Potential Initialization Time: 1 sec 95 msec 165 usec 515 nsec

Particles Initialization Time: 0 sec 0 msec 354 usec 373 nsec

Total Simulation Initialization Time: 1 sec 95 msec 165 usec 515 nsec


--------------------------- Equilibration ----------------------------


Equilibration Time: 0 hrs 1 min 35 sec


----------------------------- Production -----------------------------


Production Time: 0 hrs 3 min 30 sec

Total Time: 0 hrs 5 min 6 sec

Postprocessing#

Now that our simulation is complete we need to check if the simulation was physically sound. Run the following three lines will initialize the PostProcess class and calculate the observables defined in the input file.

It will also produce a plot of the Temperature and Total Energy of the Production phase.

[3]:
# Initialize the Postprocessing class
postproc = PostProcess(input_file_name)
# Read the simulation's parameters and assign attributes
postproc.setup(read_yaml=True)
# Calculate observables
postproc.run()



* * * * * * * * * * * * * * * * * * * * * * * * * * * * * * * * * * * * * * * * * * * * * * * * * *
                                 Postprocessing
* * * * * * * * * * * * * * * * * * * * * * * * * * * * * * * * * * * * * * * * * * * * * * * * * *

Job ID:  yocp_quickstart
Job directory:  Simulations/yocp_quickstart
PostProcessing directory:
 Simulations/yocp_quickstart/PostProcessing

Equilibration dumps directory:  Simulations/yocp_quickstart/Simulation/Equilibration/dumps
Production dumps directory:
 Simulations/yocp_quickstart/Simulation/Production/dumps

Equilibration Thermodynamics file:
 Simulations/yocp_quickstart/Simulation/Equilibration/EquilibrationEnergy_yocp_quickstart.csv
Production Thermodynamics file:
 Simulations/yocp_quickstart/Simulation/Production/ProductionEnergy_yocp_quickstart.csv


==================== Radial Distribution Function ====================

Data saved in:
 Simulations/yocp_quickstart/PostProcessing/RadialDistributionFunction/Production/RadialDistributionFunction_yocp_quickstart.h5
Data accessible at: self.ra_values, self.dataframe

No. bins = 250
dr = 0.0187 a_ws = 2.4000e-10 [cm]
Maximum Distance (i.e. potential.rc)= 4.6852 a_ws = 6.0000e-08 [cm]

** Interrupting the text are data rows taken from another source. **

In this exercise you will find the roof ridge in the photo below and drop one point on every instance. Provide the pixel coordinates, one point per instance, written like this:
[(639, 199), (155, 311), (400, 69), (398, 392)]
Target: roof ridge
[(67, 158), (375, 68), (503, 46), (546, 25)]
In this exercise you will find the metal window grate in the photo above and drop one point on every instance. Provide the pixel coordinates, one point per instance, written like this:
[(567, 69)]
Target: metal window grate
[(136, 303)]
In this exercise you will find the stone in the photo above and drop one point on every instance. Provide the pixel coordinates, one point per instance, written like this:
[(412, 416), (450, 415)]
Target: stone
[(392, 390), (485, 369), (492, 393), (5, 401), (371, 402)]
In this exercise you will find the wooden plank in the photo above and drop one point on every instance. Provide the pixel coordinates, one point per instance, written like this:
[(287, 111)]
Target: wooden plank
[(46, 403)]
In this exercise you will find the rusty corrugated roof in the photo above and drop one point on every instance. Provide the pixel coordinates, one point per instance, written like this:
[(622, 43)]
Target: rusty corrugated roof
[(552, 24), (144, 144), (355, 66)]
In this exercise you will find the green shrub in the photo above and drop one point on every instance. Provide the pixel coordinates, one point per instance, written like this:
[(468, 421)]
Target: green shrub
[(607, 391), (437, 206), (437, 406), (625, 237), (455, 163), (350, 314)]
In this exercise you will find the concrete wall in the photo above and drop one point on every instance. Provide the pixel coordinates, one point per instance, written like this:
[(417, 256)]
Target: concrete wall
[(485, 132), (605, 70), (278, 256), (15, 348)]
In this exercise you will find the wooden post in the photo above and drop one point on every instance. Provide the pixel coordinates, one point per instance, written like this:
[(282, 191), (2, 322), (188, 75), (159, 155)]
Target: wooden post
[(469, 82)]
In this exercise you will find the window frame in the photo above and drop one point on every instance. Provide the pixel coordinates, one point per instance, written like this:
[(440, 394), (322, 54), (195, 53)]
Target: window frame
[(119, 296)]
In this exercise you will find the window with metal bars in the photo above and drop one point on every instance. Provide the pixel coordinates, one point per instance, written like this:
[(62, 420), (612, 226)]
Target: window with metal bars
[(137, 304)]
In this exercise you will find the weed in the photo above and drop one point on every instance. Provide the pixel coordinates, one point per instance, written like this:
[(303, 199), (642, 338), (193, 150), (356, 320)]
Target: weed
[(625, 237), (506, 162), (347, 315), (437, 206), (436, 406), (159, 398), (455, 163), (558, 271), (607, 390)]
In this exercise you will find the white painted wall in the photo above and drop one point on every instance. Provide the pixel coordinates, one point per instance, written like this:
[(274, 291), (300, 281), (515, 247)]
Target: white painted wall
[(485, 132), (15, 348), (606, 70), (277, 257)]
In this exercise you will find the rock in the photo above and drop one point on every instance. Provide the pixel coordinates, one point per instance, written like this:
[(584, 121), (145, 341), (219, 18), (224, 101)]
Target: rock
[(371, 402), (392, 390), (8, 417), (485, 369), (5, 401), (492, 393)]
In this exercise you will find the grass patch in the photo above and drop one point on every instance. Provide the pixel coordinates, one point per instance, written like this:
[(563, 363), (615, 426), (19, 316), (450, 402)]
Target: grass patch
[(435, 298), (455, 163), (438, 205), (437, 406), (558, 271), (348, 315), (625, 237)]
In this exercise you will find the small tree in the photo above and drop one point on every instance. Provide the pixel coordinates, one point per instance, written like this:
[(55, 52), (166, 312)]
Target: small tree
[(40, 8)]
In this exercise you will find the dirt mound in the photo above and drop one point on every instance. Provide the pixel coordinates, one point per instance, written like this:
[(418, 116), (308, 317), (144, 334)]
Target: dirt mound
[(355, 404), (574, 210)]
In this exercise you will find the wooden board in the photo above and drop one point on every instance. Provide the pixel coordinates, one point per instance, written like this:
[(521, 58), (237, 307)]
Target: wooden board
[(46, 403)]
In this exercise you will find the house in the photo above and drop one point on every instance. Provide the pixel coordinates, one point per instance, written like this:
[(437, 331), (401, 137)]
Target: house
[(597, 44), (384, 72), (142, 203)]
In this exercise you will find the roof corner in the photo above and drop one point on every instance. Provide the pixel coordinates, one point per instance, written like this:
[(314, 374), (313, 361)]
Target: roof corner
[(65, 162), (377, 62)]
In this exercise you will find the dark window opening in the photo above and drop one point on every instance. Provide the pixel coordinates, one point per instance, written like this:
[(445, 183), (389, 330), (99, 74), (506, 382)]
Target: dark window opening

Radial Distribution Function Calculation Time: 0 sec 62 msec 472 usec 771 nsec
../../_images/documentation_Tutorial_NB_Quickstart_5_3.png

You will notice that both the energy and temperature oscillates wildly. This is fine as long as the percentage deviations, in the top plots, are small. You should have a temperature deviations between -2% to ~ 4-5% while energy deviations between -2% and 1%.


Observables#

The most common observable is the radial distribution function. This was calculated by postproc.run(), here we plot it by rescaling the x axis by the Wigner-Seitz radius \(a_{\rm ws}\).

[4]:
# Initialize the Pair Distribution Function class
ax = postproc.rdf.plot(
    scaling=postproc.parameters.a_ws,
    y = [("C-C RDF", "Mean")],
    xlabel = r'$r/a_{\rm ws}$',
    ylabel = r'$g(r)$'
)
ax.legend(["C-C RDF"])
[4]:
<matplotlib.legend.Legend at 0x7f43925b7690>
../../_images/documentation_Tutorial_NB_Quickstart_7_1.png

Things to check in here are:

  • Does \(g(r)\) go to 1 for large \(r\) values ?

  • Is there a peak at \(r \sim ~1.5 a\) ?

  • Is the height of this peak about ~ 1.4?

If the answer to all these question is yes than the simulation was successfull.